Saudis’ Image Makers: A Troll Army and a Twitter Insider

Politics

Yet the government’s social media manipulation tracks with crackdowns in recent years in other authoritarian states, said Alexei Abrahams, a research fellow at Citizen Lab at the University of Toronto.

Even for conversations involving millions of tweets, a few hundred or a few thousand influential accounts drive the discussion, he said, citing new research.
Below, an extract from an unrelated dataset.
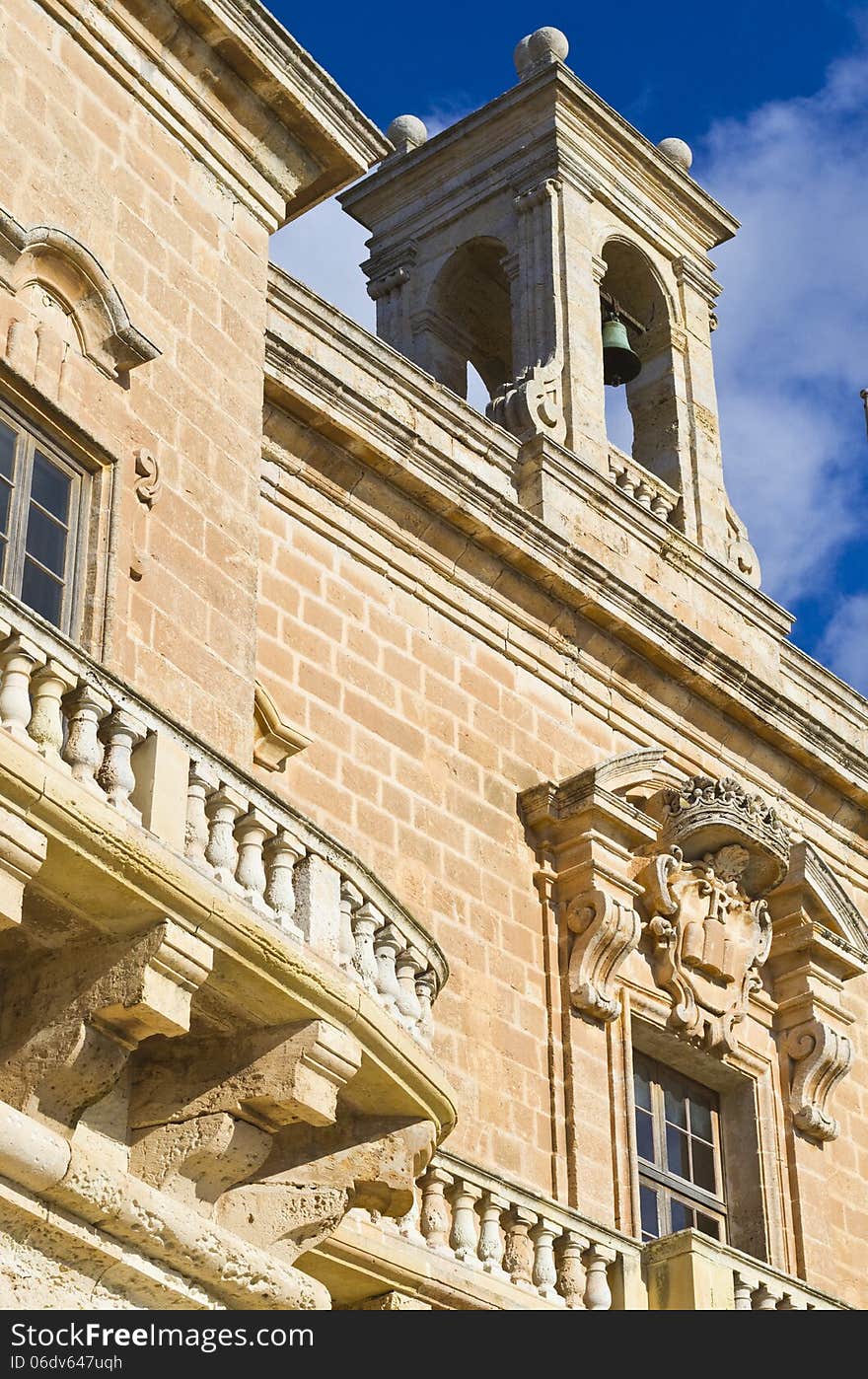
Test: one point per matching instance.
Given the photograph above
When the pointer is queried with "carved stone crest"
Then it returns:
(708, 928)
The Saudi government appears to have realized this and tried to take control of the conversation, he added.

“From the regime’s point of view,” he said, “if there are only a few thousand accounts driving the discourse, you can just buy or threaten the activists, and that significantly shapes the conversation.”

As the Saudi government tried to remake its image, it carefully tracked how some of its more controversial decisions were received, and how the country’s most influential citizens online shaped those perceptions.
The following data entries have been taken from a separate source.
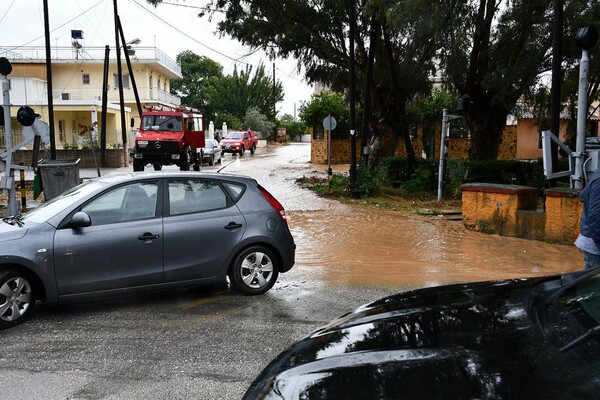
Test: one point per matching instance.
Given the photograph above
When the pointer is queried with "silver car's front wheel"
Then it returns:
(16, 298)
(254, 271)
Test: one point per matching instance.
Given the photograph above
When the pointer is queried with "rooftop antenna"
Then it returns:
(77, 42)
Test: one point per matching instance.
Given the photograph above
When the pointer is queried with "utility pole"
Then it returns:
(49, 82)
(352, 98)
(120, 78)
(555, 106)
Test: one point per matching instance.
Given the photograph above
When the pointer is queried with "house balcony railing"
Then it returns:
(146, 95)
(96, 54)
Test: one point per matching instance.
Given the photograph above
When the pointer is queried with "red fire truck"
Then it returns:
(169, 136)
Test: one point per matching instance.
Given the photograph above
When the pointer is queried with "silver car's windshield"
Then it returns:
(50, 208)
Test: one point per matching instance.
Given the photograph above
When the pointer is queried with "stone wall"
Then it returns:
(511, 210)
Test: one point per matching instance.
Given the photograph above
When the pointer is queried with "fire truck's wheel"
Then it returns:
(254, 270)
(138, 165)
(185, 160)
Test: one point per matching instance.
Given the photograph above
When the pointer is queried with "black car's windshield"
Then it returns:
(52, 207)
(581, 301)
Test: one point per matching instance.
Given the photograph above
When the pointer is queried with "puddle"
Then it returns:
(354, 245)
After the country announced economic austerity measures in 2015 to offset low oil prices and control a widening budget gap, McKinsey & Company, the consulting firm, measured the public reception of those policies.

In a nine-page report, a copy of which was obtained by The Times, McKinsey found that the measures received twice as much coverage on Twitter than in the country’s traditional news media or blogs, and that negative sentiment far outweighed positive reactions on social media.
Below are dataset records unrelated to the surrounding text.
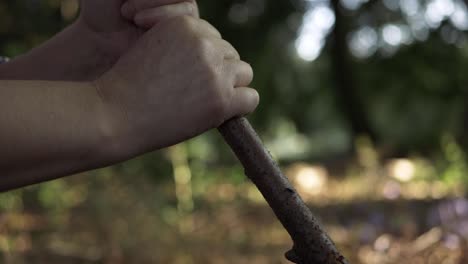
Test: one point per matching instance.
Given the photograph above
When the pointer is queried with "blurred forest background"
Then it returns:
(363, 104)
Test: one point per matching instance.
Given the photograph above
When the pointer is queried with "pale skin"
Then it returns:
(176, 81)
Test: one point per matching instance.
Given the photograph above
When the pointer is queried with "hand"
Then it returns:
(113, 33)
(179, 80)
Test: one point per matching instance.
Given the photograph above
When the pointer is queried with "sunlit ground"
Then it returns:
(394, 211)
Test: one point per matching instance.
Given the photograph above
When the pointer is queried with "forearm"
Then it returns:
(71, 55)
(49, 130)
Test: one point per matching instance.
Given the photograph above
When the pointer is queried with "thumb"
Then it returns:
(243, 102)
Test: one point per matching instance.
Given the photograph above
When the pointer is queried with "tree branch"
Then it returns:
(311, 244)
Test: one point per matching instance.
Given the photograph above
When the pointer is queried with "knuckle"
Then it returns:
(184, 22)
(204, 45)
(218, 110)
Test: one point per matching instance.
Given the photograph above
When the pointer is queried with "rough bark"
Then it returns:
(311, 244)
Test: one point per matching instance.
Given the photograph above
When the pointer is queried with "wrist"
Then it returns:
(114, 137)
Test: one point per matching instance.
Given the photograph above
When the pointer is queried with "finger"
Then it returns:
(147, 18)
(241, 72)
(230, 53)
(206, 29)
(131, 7)
(243, 102)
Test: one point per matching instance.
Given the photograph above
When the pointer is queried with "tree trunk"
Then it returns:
(311, 244)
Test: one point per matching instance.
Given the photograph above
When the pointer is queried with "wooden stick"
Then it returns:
(311, 244)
Three people were driving the conversation on Twitter, the firm found: the writer Khalid al-Alkami; Mr. Abdulaziz, the young dissident living in Canada; and an anonymous user who went by Ahmad.

After the report was issued, Mr. Alkami was arrested, the human rights group ALQST said. Mr. Abdulaziz said that Saudi government officials imprisoned two of his brothers and hacked his cellphone, an account supported by a researcher at Citizen Lab. Ahmad, the anonymous account, was shut down.